D’Eva-neios

Passava da meia-noite quando calçou os tacões e colocou a música no gira discos. Gostava de ouvir música em casa sozinha e com as luzes apagadas quando sentia-se angustiada com algo.

Despia-se tomava um banho e abria uma garrafa de vinho para acompanhar. A escolha da música dependia da emoção que precisasse tirar fora.

Naquele dia Eva precisava tirar aquela angústia da garganta que lhe apertava o pescoço e lhe cortava a respiração. Já perto dos 40 Eva que se encontrava solteira há algum tempo conheceu Adão. Já tinha interiorizado a crença que lhe estaria destinada uma existência sem filhos e sem companheiro. Com 40 anos a sociedade já não esperava grande coisa dela enquanto mulher e Eva aceitava calada essa imposição injusta e desigual. Há cerca de 2 anos que fazia terapia: Dissabores e traições, expectativas e frustrações, o passar dos anos, o aumento da solidão motivaram-na a tentar. Depois de muita terapia e muita leitura de auto-ajuda, Eva achou que estaria preparada para se lançar a novas aventuras. Foi com essa percepção de si própria que conheceu Adão…ao acaso…como todos os outros que tinha conhecido. Sempre envolto em mistério, acasos e coincidências. Muito drama para apimentar as suas aspirações de atriz de Hollywood. Quantos mais relacionamentos envoltos em mistério, mais se convencia que era intuição em vez de neuras e feridas mal cicatrizadas.

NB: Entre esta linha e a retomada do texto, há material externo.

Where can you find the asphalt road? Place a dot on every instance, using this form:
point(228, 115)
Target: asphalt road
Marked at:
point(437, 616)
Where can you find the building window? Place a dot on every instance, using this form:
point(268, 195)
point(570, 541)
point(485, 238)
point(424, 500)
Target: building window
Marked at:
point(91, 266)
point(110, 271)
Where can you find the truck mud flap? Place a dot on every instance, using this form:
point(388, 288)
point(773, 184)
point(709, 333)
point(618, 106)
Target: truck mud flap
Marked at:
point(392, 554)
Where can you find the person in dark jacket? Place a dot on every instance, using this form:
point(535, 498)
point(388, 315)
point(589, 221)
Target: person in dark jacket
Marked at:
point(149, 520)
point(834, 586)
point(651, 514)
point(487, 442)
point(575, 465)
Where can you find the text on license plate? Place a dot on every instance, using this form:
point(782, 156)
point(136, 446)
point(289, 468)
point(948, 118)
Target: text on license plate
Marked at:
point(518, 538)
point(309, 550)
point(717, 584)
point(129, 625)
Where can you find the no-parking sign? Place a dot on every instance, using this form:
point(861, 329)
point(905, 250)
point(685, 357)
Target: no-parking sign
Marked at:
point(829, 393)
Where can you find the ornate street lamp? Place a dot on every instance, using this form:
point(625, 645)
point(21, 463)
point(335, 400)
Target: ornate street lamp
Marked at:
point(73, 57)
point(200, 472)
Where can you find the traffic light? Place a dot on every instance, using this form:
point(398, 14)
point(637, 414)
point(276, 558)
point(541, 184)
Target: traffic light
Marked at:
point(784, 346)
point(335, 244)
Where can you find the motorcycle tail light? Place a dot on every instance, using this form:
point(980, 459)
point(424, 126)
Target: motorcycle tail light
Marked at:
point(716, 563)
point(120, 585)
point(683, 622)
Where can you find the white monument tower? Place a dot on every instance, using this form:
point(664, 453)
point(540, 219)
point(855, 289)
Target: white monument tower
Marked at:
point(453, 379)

Fantasiava cenários dignos de Óscar e fazia questão de manipular a situação para conseguir realizar essas fantasias. Inspirava-se em tudo, era capaz de olhar para uma pedra e construir uma bela trama de amor, recheada de obstáculos, desencontros e lágrimas para que no fim pudesse viver o final feliz: Dois pares de pés descalços andando pela praia, de mãos dadas ao por do sol, ao encontro do merecido bom amor depois de vencer o bom combate.

Adiante…Eva divaga muito e se não lhe põe limites conta a história da humanidade para chegar ao cerne da questão: Adão!

Eva conheceu Adão e ambos olharam para outro como se fossem metades de um só espírito.

Eva balbuciou: “Prazer em conhecer-te Adão!”

Adão respondeu: “Que Saudades!”

Olharam um para o outro como crianças quando vão pela primeira vez ao parque infantil. Eva não se fez de rogada, mergulhou naquela alma como peixe mergulha no oceano e nadou sem parar. Invadiu o espaço, quebrou fronteiras e entrou sem pedir licença. Falou pelos cotovelos, doou-se, extorquiu tempo, estabeleceu rotinas ate que de repente!

…De repente sentiu um puxão seguido de uma forte dor na garganta…mordera mais uma vez o isco!

@ginacruz…Eva com nó na Garganta

Não se enganem que Adão não teve culpa, não vão as amigas dramáticas de Eva conspirar contra o rapaz. Fora própria Eva que armara a sua armadilha.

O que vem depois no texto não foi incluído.